QUT Centre for Justice co-hosted the 2nd International Congress on Southern Criminology: Conflict, Power and Justice, Bogotá, Colombia, November 6-9 2019.

The event was attended by around 150 delegates from around the world. The majority of participants came from across Latin America, but also participants from John Jay College of Criminal Justice, New York, University of Essex, University of Northumbria and University of Leicester, UK;  the University of Oslo, Norway and of course QUT Centre for Justice.

Papers were grouped into the following themes: Indigenous Knowledges and Southern Criminology; Gender Violence and Southern Criminology; Punishment and Southern Criminology and Eco-Crimes and Southern Criminology.
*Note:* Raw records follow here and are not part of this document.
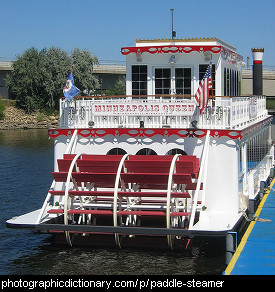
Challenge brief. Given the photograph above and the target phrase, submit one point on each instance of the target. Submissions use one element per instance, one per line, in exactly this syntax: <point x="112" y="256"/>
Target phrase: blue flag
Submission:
<point x="70" y="90"/>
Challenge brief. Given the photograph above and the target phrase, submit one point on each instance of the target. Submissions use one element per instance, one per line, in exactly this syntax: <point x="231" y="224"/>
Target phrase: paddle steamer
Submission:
<point x="150" y="167"/>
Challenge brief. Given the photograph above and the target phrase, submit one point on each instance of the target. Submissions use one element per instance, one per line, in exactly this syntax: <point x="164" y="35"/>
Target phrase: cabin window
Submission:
<point x="139" y="80"/>
<point x="232" y="83"/>
<point x="183" y="80"/>
<point x="162" y="80"/>
<point x="202" y="70"/>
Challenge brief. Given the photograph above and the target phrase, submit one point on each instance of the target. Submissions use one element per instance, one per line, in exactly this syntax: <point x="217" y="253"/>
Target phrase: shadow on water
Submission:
<point x="26" y="163"/>
<point x="48" y="259"/>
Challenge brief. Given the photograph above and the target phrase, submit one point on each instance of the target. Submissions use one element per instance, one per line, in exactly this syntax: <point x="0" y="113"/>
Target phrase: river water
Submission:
<point x="26" y="163"/>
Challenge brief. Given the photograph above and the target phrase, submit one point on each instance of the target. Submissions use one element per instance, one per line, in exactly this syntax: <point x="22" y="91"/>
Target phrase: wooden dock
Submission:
<point x="255" y="254"/>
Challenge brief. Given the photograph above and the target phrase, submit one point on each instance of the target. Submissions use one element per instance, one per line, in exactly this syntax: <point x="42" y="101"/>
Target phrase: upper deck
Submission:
<point x="161" y="112"/>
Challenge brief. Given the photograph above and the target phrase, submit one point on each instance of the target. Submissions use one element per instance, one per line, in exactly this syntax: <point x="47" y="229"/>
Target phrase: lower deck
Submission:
<point x="255" y="254"/>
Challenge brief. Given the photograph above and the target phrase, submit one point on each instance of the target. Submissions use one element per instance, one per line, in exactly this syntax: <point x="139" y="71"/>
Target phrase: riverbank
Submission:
<point x="17" y="119"/>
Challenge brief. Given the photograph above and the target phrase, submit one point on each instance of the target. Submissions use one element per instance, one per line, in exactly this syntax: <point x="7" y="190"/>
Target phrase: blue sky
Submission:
<point x="104" y="26"/>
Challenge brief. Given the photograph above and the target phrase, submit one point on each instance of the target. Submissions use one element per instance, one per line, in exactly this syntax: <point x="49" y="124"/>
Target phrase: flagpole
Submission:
<point x="212" y="96"/>
<point x="74" y="96"/>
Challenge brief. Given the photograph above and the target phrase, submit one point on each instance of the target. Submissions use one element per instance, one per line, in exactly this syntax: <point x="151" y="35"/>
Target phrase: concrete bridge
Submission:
<point x="109" y="72"/>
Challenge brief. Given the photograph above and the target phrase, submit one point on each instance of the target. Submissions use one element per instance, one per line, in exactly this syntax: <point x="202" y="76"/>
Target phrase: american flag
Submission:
<point x="202" y="94"/>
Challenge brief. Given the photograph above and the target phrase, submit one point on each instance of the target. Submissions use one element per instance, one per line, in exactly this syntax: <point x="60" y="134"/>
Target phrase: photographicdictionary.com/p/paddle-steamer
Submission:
<point x="184" y="155"/>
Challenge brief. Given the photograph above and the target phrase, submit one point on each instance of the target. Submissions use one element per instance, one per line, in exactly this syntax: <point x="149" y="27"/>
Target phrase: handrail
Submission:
<point x="202" y="169"/>
<point x="48" y="197"/>
<point x="168" y="199"/>
<point x="66" y="196"/>
<point x="46" y="202"/>
<point x="69" y="147"/>
<point x="116" y="195"/>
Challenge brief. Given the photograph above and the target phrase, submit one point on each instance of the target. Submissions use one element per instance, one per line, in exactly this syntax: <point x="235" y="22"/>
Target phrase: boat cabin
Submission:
<point x="176" y="67"/>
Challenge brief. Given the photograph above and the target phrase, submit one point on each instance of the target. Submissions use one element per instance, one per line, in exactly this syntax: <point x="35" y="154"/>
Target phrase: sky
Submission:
<point x="104" y="26"/>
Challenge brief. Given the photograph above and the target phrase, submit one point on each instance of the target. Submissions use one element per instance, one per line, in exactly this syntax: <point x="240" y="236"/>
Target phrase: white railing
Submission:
<point x="159" y="112"/>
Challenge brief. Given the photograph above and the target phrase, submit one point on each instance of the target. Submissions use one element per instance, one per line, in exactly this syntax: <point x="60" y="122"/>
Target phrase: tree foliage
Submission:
<point x="38" y="77"/>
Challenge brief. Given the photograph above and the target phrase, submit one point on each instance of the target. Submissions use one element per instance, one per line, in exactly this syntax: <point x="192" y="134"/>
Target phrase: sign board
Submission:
<point x="143" y="109"/>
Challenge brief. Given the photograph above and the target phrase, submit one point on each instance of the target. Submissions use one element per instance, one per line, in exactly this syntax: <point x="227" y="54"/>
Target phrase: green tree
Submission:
<point x="38" y="78"/>
<point x="25" y="80"/>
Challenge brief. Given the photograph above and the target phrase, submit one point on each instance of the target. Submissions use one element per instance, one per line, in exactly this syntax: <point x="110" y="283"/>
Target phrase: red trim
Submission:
<point x="150" y="132"/>
<point x="170" y="49"/>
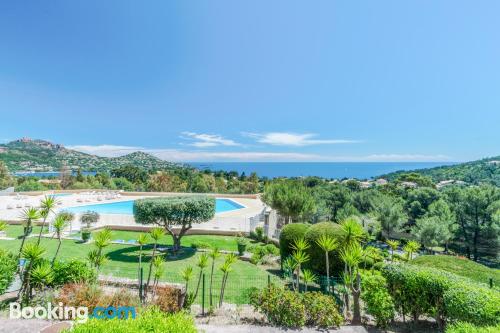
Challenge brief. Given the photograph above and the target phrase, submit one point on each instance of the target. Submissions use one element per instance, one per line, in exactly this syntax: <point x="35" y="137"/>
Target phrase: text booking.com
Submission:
<point x="61" y="312"/>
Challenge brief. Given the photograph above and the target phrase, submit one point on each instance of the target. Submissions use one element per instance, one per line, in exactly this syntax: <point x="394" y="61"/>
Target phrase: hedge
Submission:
<point x="445" y="296"/>
<point x="317" y="255"/>
<point x="289" y="233"/>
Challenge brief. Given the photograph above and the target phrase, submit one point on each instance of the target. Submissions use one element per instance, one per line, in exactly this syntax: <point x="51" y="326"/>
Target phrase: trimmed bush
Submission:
<point x="8" y="266"/>
<point x="74" y="271"/>
<point x="289" y="233"/>
<point x="317" y="255"/>
<point x="283" y="307"/>
<point x="378" y="302"/>
<point x="151" y="320"/>
<point x="469" y="328"/>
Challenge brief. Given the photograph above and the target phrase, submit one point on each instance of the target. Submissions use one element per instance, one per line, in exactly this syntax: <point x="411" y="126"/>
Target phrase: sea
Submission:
<point x="329" y="170"/>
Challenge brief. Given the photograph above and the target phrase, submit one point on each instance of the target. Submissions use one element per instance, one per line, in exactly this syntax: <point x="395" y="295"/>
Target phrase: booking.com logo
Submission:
<point x="61" y="312"/>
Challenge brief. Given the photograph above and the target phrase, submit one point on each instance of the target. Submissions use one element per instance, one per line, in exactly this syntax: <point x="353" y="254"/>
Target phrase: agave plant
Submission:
<point x="213" y="254"/>
<point x="155" y="234"/>
<point x="393" y="244"/>
<point x="47" y="206"/>
<point x="327" y="243"/>
<point x="33" y="253"/>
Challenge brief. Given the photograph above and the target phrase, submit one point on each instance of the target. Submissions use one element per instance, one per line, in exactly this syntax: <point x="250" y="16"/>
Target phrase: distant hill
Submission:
<point x="482" y="171"/>
<point x="39" y="155"/>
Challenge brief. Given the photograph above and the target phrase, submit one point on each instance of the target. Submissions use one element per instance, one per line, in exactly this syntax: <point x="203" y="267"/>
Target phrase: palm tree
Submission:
<point x="213" y="254"/>
<point x="226" y="268"/>
<point x="202" y="264"/>
<point x="352" y="256"/>
<point x="28" y="216"/>
<point x="155" y="234"/>
<point x="300" y="258"/>
<point x="42" y="275"/>
<point x="59" y="225"/>
<point x="393" y="244"/>
<point x="32" y="252"/>
<point x="308" y="277"/>
<point x="327" y="244"/>
<point x="410" y="248"/>
<point x="47" y="206"/>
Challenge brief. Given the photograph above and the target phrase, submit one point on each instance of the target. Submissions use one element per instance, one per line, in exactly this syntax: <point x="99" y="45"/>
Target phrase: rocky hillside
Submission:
<point x="39" y="155"/>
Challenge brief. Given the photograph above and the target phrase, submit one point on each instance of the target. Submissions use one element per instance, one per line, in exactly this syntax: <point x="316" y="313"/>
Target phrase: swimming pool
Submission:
<point x="126" y="207"/>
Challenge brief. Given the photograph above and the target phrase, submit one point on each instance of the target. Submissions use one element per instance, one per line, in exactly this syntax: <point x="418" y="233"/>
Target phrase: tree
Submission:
<point x="28" y="216"/>
<point x="173" y="212"/>
<point x="328" y="244"/>
<point x="290" y="198"/>
<point x="390" y="215"/>
<point x="47" y="206"/>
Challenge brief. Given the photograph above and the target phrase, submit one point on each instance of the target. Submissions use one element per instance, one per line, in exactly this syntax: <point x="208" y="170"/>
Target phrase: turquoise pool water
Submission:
<point x="126" y="207"/>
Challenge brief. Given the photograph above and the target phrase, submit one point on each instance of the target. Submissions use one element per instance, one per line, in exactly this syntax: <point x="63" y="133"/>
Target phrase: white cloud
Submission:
<point x="178" y="155"/>
<point x="294" y="139"/>
<point x="207" y="140"/>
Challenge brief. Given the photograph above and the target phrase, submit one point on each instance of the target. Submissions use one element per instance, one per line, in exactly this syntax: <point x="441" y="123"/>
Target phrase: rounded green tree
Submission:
<point x="175" y="214"/>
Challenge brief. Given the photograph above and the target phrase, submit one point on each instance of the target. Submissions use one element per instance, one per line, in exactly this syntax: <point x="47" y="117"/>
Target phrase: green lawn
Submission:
<point x="463" y="267"/>
<point x="123" y="260"/>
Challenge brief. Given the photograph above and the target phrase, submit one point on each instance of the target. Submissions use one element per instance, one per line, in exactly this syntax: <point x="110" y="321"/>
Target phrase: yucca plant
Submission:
<point x="29" y="215"/>
<point x="213" y="254"/>
<point x="300" y="258"/>
<point x="59" y="224"/>
<point x="410" y="248"/>
<point x="33" y="253"/>
<point x="327" y="244"/>
<point x="41" y="275"/>
<point x="308" y="277"/>
<point x="202" y="264"/>
<point x="47" y="206"/>
<point x="226" y="268"/>
<point x="393" y="244"/>
<point x="155" y="234"/>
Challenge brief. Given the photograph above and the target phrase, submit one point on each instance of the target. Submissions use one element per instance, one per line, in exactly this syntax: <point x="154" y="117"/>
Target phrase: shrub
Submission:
<point x="474" y="304"/>
<point x="321" y="310"/>
<point x="287" y="308"/>
<point x="377" y="300"/>
<point x="317" y="255"/>
<point x="151" y="320"/>
<point x="74" y="271"/>
<point x="289" y="233"/>
<point x="280" y="306"/>
<point x="8" y="266"/>
<point x="168" y="299"/>
<point x="469" y="328"/>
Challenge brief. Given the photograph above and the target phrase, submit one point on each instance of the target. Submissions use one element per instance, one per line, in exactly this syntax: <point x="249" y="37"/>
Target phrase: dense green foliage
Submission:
<point x="8" y="265"/>
<point x="171" y="212"/>
<point x="447" y="297"/>
<point x="378" y="302"/>
<point x="460" y="266"/>
<point x="287" y="308"/>
<point x="151" y="320"/>
<point x="469" y="328"/>
<point x="475" y="172"/>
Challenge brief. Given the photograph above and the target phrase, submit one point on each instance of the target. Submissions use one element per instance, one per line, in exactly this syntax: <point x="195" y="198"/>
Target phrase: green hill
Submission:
<point x="482" y="171"/>
<point x="39" y="155"/>
<point x="463" y="267"/>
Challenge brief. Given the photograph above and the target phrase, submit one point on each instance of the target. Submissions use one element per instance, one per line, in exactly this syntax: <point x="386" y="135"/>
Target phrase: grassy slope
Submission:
<point x="123" y="261"/>
<point x="463" y="267"/>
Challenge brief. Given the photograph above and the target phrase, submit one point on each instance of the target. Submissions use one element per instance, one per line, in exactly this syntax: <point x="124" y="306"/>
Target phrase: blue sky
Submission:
<point x="255" y="80"/>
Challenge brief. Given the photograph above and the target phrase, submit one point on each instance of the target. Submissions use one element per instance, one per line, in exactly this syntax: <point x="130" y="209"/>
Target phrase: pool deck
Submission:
<point x="231" y="222"/>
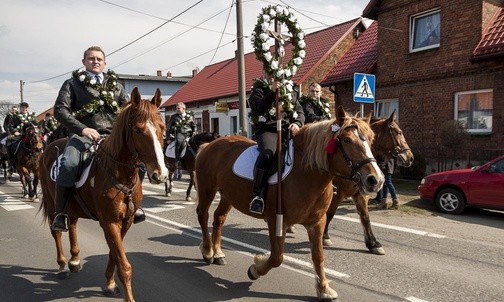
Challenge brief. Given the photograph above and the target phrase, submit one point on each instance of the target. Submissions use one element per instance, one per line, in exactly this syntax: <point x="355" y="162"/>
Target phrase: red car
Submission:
<point x="453" y="190"/>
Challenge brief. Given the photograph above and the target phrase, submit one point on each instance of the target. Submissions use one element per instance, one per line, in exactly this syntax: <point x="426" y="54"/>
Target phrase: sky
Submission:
<point x="42" y="42"/>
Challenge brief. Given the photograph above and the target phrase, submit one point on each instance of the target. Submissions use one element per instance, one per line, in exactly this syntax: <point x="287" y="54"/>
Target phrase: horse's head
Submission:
<point x="341" y="147"/>
<point x="144" y="138"/>
<point x="390" y="141"/>
<point x="33" y="138"/>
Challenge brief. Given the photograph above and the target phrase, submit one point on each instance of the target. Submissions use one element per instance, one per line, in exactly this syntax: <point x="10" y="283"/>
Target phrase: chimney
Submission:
<point x="195" y="71"/>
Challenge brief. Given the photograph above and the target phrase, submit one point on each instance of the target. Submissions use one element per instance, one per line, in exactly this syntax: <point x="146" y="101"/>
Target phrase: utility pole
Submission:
<point x="241" y="70"/>
<point x="21" y="84"/>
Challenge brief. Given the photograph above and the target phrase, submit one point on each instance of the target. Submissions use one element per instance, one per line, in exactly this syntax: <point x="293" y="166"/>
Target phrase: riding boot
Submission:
<point x="257" y="203"/>
<point x="395" y="204"/>
<point x="60" y="218"/>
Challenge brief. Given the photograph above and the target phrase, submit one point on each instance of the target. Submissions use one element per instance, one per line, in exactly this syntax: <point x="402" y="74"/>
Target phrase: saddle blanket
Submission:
<point x="244" y="164"/>
<point x="170" y="150"/>
<point x="55" y="171"/>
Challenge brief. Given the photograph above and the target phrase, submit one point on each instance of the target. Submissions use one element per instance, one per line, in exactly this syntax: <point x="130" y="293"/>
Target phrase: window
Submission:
<point x="384" y="108"/>
<point x="425" y="30"/>
<point x="475" y="109"/>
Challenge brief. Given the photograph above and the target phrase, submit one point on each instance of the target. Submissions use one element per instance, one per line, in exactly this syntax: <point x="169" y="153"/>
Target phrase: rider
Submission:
<point x="87" y="105"/>
<point x="264" y="132"/>
<point x="180" y="127"/>
<point x="315" y="107"/>
<point x="15" y="126"/>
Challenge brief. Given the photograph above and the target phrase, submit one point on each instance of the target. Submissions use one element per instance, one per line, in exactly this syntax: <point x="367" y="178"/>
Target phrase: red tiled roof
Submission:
<point x="361" y="57"/>
<point x="492" y="42"/>
<point x="221" y="79"/>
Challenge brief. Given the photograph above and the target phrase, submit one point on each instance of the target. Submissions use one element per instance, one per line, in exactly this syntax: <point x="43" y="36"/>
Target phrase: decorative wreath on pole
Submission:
<point x="281" y="73"/>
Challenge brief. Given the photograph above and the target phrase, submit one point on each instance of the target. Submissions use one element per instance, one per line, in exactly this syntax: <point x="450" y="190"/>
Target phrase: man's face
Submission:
<point x="94" y="62"/>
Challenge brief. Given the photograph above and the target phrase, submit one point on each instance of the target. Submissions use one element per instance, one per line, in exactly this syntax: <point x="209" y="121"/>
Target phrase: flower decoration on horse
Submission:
<point x="104" y="93"/>
<point x="272" y="63"/>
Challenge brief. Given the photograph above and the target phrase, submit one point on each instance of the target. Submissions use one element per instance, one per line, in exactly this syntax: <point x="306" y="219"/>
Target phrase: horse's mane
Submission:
<point x="130" y="115"/>
<point x="316" y="137"/>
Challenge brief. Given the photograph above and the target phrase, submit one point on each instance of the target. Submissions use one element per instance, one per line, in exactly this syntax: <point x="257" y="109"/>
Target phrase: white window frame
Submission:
<point x="421" y="34"/>
<point x="384" y="108"/>
<point x="477" y="116"/>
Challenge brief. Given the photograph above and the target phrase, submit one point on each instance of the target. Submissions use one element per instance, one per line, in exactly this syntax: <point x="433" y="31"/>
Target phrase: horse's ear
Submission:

Academic knowledge about conflict, power and justice has traditionally come from a select number of countries belonging to the Global North; whose magazines, conferences, editors and universities exercise dominion over the global intellectual landscape. In recent decades, substantial efforts have been made to mitigate these colonized ways of generating new knowledge in the area. This three-day congress held in Colombia sought to contribute to the task of democratizing and building a knowledge of the South.

The first International congress on southern criminology, took place in November 2018 at the National University of the Litoral (Argentina). This second congress was co-hosted jointly between it and the Queensland University of Technology, Australia; the National Autonomous University of Mexico (UNAM); the Catholic University of Colombia; the University of Essex (United Kingdom); the Universidad Nacional del Litoral (Argentina); the University of Northumbria (United Kingdom) and the University of Oslo (Norway).

The event had simultaneous translations. Selected articles will be published in a special edition of the journal Critical Criminology.